His father opened the store on West 48th Street, a location he chose because it was close to the Broadway theaters and the 52nd Street jazz clubs, as well as numerous recording studios and the Brill Building, a hub for music publishers. In 1999, Mr. Goldrich sold Manny’s to Sam Ash Music, a rival store, which largely retained the staff until Manny’s closed in 2009, as Music Row began to disappear.
In addition to his sons, Mr. Goldrich is survived by his wife, Judi; his daughter, Holly Goldrich; seven grandchildren; and a great-granddaughter.
Mr. Goldrich often used his celebrity clientele to market the store. “He recognized value of these people being in the store and it made the business, certainly,” his son Judd said.
When a young Eric Clapton, then with the group Cream, was stuck in New York without the money to fly home to England, he offered his amplifiers to Mr. Goldrich to raise funds.
“He said, ‘I’ll buy them from you as long as you stencil them with the Cream logo,’” Ian said.
Then there was the store’s Wall of Fame, thousands of autographed publicity photos of famous customers that constituted a Who’s Who of popular music. Mr. Goldrich helped cultivate the photos, many of which were inscribed to him, and often kept his staff from stacking merchandise in front of them.
Mr. Taylor, in a video interview, described being mesmerized by the photos as a teenager and being proud when his own was added. “It was sort of an inside thing, not as celebrated as a Grammy or a gold record or a position on the charts,” he said. “But definitely you had arrived if you were included on that wall.”
Mr.

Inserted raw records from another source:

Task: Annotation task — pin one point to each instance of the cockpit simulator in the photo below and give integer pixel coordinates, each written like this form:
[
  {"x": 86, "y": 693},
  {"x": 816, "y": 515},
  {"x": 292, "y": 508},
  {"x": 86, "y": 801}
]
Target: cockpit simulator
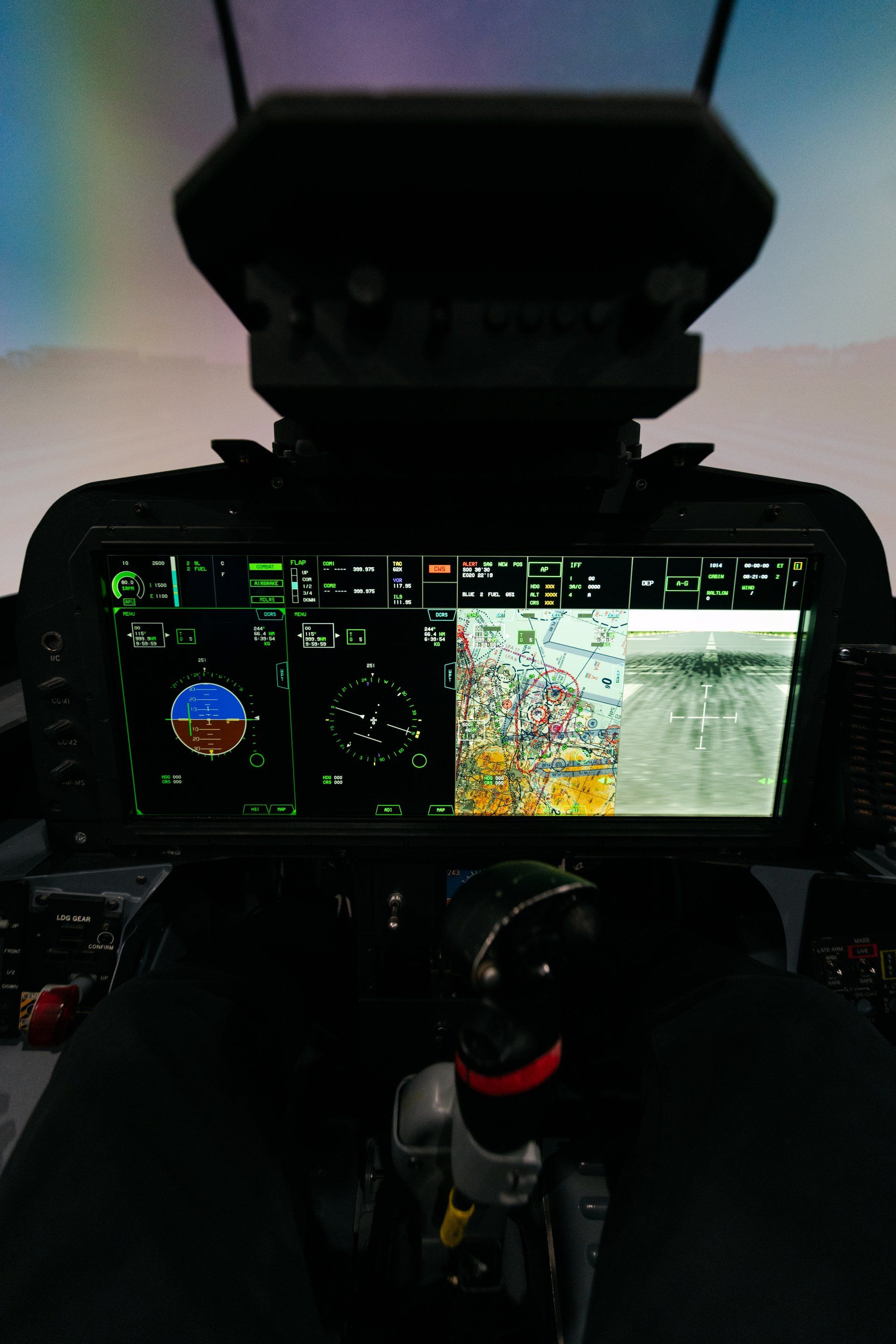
[{"x": 455, "y": 619}]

Goldrich became close friends with many musicians, including the Who’s bassist, John Entwistle, who attended Judd’s bar mitzvah in New Jersey and hosted the Goldrich family at his Gothic mansion in England. Ian remembered the band’s drummer, Keith Moon, sitting on his father’s lap while drinking cognac at a screening of the film “Tommy.”
In a video interview, Mr. Goldrich described selling the violinist Itzhak Perlman an electric violin. When Mr. Perlman tried bargaining, Mr. Goldrich parried by asking if he ever reduced his performance fee.
“He said, ‘It’s different, I’m a talent,’” Mr. Goldrich recalled. “I said, ‘I’m a talent in my own way, too.’”
That talent was palpable to Mr. Sebastian when he asked Mr. Goldrich to allow him to test out his stock of Gibson acoustic guitars in a merchandise room.
“Henry’s famously prickly demeanor receded slightly,” Mr. Sebastian recalled, and he agreed to open early the next morning to allow him in.
“He knew exactly what I wanted,” he said. “And I’ll be damned if I didn’t catch Henry smiling as he made out the bill.”